Falta “asistencia”, aseguró Dayan. “El reclutamiento de pacientes lo hacen los investigadores. Además ellos mismos escriben el proyecto, bajan la escalera, lo mandan al Comité de Ética, llaman al paciente por teléfono, van hasta registros médicos y piden la historia. Es la misma persona que hace todo esto”, destacó Dayan. En otros países hay una estructura y un equipo que asiste a los investigadores en las distintas etapas. De hecho, la aceptación para la publicación en una revista científica luego de finalizado el trabajo es una etapa “importante” y hay que saber “escribir para ser aceptado”, comentó Dayan.
Señaló también como una necesidad, el crear “una comisión de investigación dentro del Centro Cardiovascular. Sabemos que existe una dentro del Hospital de Clínicas, pero quizá es necesario una en el Centro que esté más empapada y dirigida a estos problemas y proyectos”.
Dayan informó que en el Centro Cardiovascular los investigadores proponen que para mejorar hace falta “inyectar dinero en investigación”, aumentar la carga horaria, plantearlo como exigencia del servicio y dar beneficios a quienes realizan investigación, como el mayor reconocimiento ante concursos. Estos planteos corren también para otras áreas del Hospital de Clínicas, coinciden sus colegas.
Obligatorio.
¿Cuán obligatoria es la investigación en la práctica? ¿Qué ocurre con los estudiantes de posgrado? La respuesta no es simple. “Nuestra estructura es de cátedra y cada director de cada servicio hace pesar ese debe.

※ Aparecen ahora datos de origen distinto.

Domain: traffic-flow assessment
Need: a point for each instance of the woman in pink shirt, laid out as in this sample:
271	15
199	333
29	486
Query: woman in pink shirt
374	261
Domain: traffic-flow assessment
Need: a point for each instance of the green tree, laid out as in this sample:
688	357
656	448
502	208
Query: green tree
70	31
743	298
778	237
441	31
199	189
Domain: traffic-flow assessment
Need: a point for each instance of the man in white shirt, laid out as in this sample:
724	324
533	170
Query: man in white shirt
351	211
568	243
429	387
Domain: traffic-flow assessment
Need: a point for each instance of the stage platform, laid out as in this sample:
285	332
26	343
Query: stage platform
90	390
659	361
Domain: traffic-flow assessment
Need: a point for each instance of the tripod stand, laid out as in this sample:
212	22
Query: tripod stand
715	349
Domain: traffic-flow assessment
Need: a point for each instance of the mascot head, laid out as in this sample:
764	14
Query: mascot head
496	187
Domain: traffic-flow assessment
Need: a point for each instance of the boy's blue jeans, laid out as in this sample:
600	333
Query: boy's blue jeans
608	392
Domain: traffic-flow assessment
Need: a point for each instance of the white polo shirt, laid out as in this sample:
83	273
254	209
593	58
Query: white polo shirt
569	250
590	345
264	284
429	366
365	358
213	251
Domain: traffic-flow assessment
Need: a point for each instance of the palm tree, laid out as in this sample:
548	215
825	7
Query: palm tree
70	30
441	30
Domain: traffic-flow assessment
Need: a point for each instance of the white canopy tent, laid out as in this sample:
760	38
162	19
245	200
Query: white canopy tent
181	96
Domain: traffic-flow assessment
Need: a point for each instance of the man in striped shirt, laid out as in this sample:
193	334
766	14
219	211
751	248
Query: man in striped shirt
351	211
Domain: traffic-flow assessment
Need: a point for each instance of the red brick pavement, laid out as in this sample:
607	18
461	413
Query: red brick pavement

Me consta que hay servicio en el hospital en los que es obligatorio para trabajos monográficos, de posgrado y especialización hacer proyectos de investigación” e incluso en algunos lograr que ese proyecto se concrete en una publicación, dijo Dapueto.
“Sería muy deseable” que fuera obligatorio para todos, aunque es un tema que está en discusión dentro de la Facultad de Medicina, aclaró Dapueto. Hay casos en los que se les pide a los alumnos “alguna propuesta de un posible artículo, pero para que fuera obligatorio tendría que haber mucho apoyo”, destacó.
“No se puede largar un posgrado y decir que para darle el título vamos a pedirle que tenga un artículo publicado si atrás de eso no hay un grupo dispuesto a sostenerlo en cómo llegar a la idea, formularse la pregunta y lograr el proyecto”, dijo Dapueto.